Pernyataan tersebut disampaikan dalam Lokakarya Teknik Identifikasi, Pengukuran, dan Monitoring Kuda Laut yang diselenggarakan Pusat Riset Sistem Biota BRIN bersama Project Seahorse University of British Columbia di Gedung B.J. Habibie, BRIN, Jakarta, Rabu (26/8).
Ciri Tubuh Jadi Petunjuk Awal
Pada kuda laut dengan tubuh yang halus, tulang pipi menjadi salah satu bagian penting dalam proses identifikasi. Tulang tersebut dapat berbentuk tunggal, ganda, atau memiliki karakteristik tertentu.
Sementara pada kelompok kuda laut berduri, tulang hidung di pangkal moncong dapat menjadi petunjuk awal untuk membedakan spesies.
Selain ciri umum tersebut, masing-masing dari delapan spesies memiliki karakteristik khusus yang dapat membantu proses identifikasi.
Hippocampus kuda, misalnya, memiliki mahkota rendah hingga sedang yang mengarah ke belakang. Spesies ini juga mempunyai tubuh yang relatif lebih lebar dengan panjang maksimum sekitar 17 sentimeter.
Berbeda dengan Hippocampus kelloggi yang memiliki tubuh lebih ramping dengan ruas-ruas badan yang tebal. Spesies ini dapat mencapai panjang sekitar 28 sentimeter.
Ciri yang lebih mudah dikenali terdapat pada Hippocampus trimaculatus. Pada individu jantan, terdapat tiga titik hitam di bagian punggung. Bentuk tulang mata dan tulang pipinya juga khas karena melengkung menyerupai kail.
Sementara Hippocampus mohnikei memiliki ukuran relatif kecil dengan panjang maksimum sekitar 8 sentimeter. Spesies ini juga memiliki moncong yang sangat pendek dan ekor yang relatif panjang dibandingkan tubuhnya.
Ada yang Ditandai Belang hingga Duri
Spesies lainnya juga memiliki penanda khusus.

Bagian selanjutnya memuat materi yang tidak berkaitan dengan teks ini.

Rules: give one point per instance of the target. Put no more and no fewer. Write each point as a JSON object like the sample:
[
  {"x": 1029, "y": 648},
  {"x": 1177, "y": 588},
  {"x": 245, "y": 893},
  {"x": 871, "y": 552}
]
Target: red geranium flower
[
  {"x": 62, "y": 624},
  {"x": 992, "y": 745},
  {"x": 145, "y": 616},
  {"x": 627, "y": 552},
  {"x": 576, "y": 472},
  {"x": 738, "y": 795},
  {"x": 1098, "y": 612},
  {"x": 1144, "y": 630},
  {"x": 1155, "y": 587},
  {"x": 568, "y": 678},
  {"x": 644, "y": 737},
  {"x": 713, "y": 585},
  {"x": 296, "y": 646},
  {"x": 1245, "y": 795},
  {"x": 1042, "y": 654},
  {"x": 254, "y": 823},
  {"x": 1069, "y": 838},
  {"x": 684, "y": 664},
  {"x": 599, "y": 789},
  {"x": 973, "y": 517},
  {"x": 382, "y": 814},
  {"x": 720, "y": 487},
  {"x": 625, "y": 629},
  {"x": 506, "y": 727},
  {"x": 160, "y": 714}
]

Hippocampus barbaouri dapat dikenali dari pola belang pada bagian moncongnya. Sementara Hippocampus comes memiliki pola belang pada ekor.
Pada Hippocampus spinosissimus, salah satu ciri yang mudah diamati adalah tulang hidung yang rendah atau bahkan tidak ada.
Adapun Hippocampus histrix relatif mudah dikenali karena memiliki duri tubuh yang tajam dan terlihat jelas. Ujung duri pada bagian punggungnya memiliki warna hitam yang tetap dapat terlihat meskipun spesimen telah dikeringkan.
Muthya mengatakan pengenalan berbagai ciri tersebut memungkinkan proses identifikasi dilakukan secara bertahap menggunakan panduan identifikasi.
“Ciri khusus dapat membantu mempercepat proses, tetapi tahapan identifikasi tetap perlu dilakukan untuk memastikan jenis spesies secara tepat,” pungkasnya.
Pengenalan yang tepat terhadap setiap spesies menjadi bagian penting dalam proses identifikasi, pengukuran, dan monitoring kuda laut, terutama karena sebagian spesies tersebut memiliki nilai ekonomi sebagai komoditas perdagangan bagi masyarakat pesisir.